The Shanghai Composite Index ended down 3.605 points at 2,892.697 points after hitting an intraday high of 2,941.055.

Losing Shanghai A shares outnumbered gainers by 578 to 333, while turnover in Shanghai A shares was active at 144.1 billion yuan ($21.1 billion) against Monday's 147.7 billion yuan.

Su Ning, a vice-governor of the People's Bank of China, on Tuesday said the Chinese economy was headed in the right direction, but the foundation of the recovery was not yet solid.

A government statistician said in remarks published on Tuesday that China's annual gross domestic product growth for the second quarter would probably accelerate to close to 8 percent from 6.1 percent in the first three months of the year.

Guotai Junan Securities on Monday lifted the forecast for fourth-quarter GDP growth to 9.6 percent and forecast the stock market could rise in the second half of the year.

CITIC Securities sank 2.88 percent to 28.32 yuan after announcing the National Audit Office had found violations in related operations including the company itself and its parent.
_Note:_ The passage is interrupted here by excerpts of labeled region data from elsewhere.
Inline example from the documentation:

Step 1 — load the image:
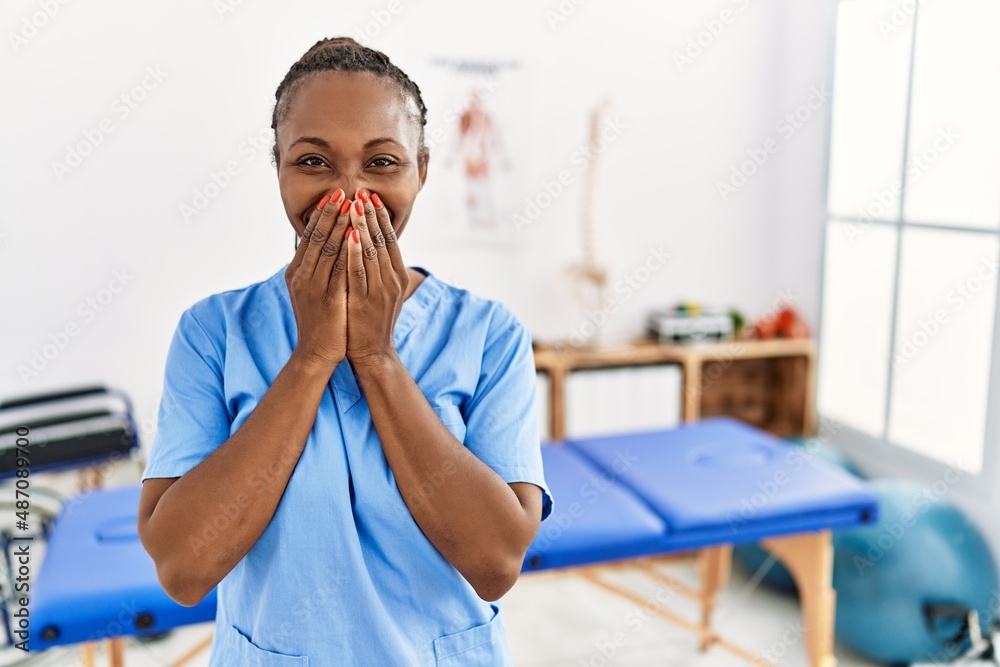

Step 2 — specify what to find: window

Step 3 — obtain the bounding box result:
[818,0,1000,473]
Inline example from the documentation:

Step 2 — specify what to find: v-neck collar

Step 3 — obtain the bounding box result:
[269,264,445,412]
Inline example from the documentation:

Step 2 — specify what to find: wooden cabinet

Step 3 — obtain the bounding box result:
[534,339,816,440]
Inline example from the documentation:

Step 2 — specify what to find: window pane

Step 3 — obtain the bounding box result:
[818,222,896,438]
[888,228,998,472]
[827,0,912,220]
[904,0,1000,229]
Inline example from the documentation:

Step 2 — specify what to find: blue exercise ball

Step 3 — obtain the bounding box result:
[733,438,862,593]
[833,479,998,664]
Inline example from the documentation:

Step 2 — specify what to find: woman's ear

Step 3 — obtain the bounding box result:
[417,146,431,190]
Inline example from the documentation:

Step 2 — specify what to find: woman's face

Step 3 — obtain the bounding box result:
[276,72,427,237]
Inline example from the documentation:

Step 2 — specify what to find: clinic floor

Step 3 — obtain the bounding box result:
[27,562,873,667]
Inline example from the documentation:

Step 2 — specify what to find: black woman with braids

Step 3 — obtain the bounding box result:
[139,38,552,667]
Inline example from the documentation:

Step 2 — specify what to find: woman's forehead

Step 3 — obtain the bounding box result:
[278,72,417,150]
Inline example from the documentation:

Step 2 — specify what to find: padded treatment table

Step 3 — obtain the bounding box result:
[29,485,216,666]
[522,418,877,667]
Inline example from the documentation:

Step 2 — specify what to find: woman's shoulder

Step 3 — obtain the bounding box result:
[182,264,288,329]
[425,273,526,337]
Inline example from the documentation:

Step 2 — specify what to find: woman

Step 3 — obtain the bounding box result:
[139,38,552,667]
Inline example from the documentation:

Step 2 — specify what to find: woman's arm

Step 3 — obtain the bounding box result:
[139,353,330,606]
[138,189,349,606]
[354,357,542,600]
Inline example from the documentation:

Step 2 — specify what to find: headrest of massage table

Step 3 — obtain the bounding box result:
[565,417,877,541]
[523,418,877,571]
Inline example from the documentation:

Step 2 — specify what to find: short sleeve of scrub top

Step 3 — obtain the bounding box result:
[142,265,553,667]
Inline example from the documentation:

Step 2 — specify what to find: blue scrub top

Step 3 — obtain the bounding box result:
[142,265,552,667]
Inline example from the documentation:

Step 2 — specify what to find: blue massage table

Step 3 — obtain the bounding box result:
[522,418,877,667]
[25,418,876,667]
[29,485,216,667]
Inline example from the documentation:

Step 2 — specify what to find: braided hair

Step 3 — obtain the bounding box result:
[271,37,427,164]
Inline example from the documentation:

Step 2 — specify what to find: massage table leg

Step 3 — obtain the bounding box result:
[698,544,733,653]
[760,530,837,667]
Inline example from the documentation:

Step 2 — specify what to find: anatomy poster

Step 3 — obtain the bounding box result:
[421,57,530,249]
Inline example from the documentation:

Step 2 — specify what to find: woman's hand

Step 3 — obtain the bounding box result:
[285,188,351,373]
[347,190,410,368]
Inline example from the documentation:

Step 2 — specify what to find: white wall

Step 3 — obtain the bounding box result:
[0,0,833,454]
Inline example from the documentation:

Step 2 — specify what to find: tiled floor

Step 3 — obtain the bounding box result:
[17,563,884,667]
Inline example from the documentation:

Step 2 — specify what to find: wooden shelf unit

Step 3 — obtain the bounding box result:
[534,338,816,440]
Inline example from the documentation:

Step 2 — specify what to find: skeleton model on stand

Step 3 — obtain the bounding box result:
[567,98,611,350]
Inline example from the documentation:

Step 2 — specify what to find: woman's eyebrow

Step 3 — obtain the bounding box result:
[288,137,406,150]
[288,137,330,150]
[365,137,406,148]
CITIC said the investigation would not affect earnings.

Coal shares fell after Inner Mongolia, China's second-largest coal producing province in 2008, became the seventh regional government to set up a coal price adjustment fund starting July 1.

Huolinhe Opencut Coal Industry of Inner Mongolia lost 2.86 percent to 24.46 yuan after saying the new rule would have a major impact on earnings.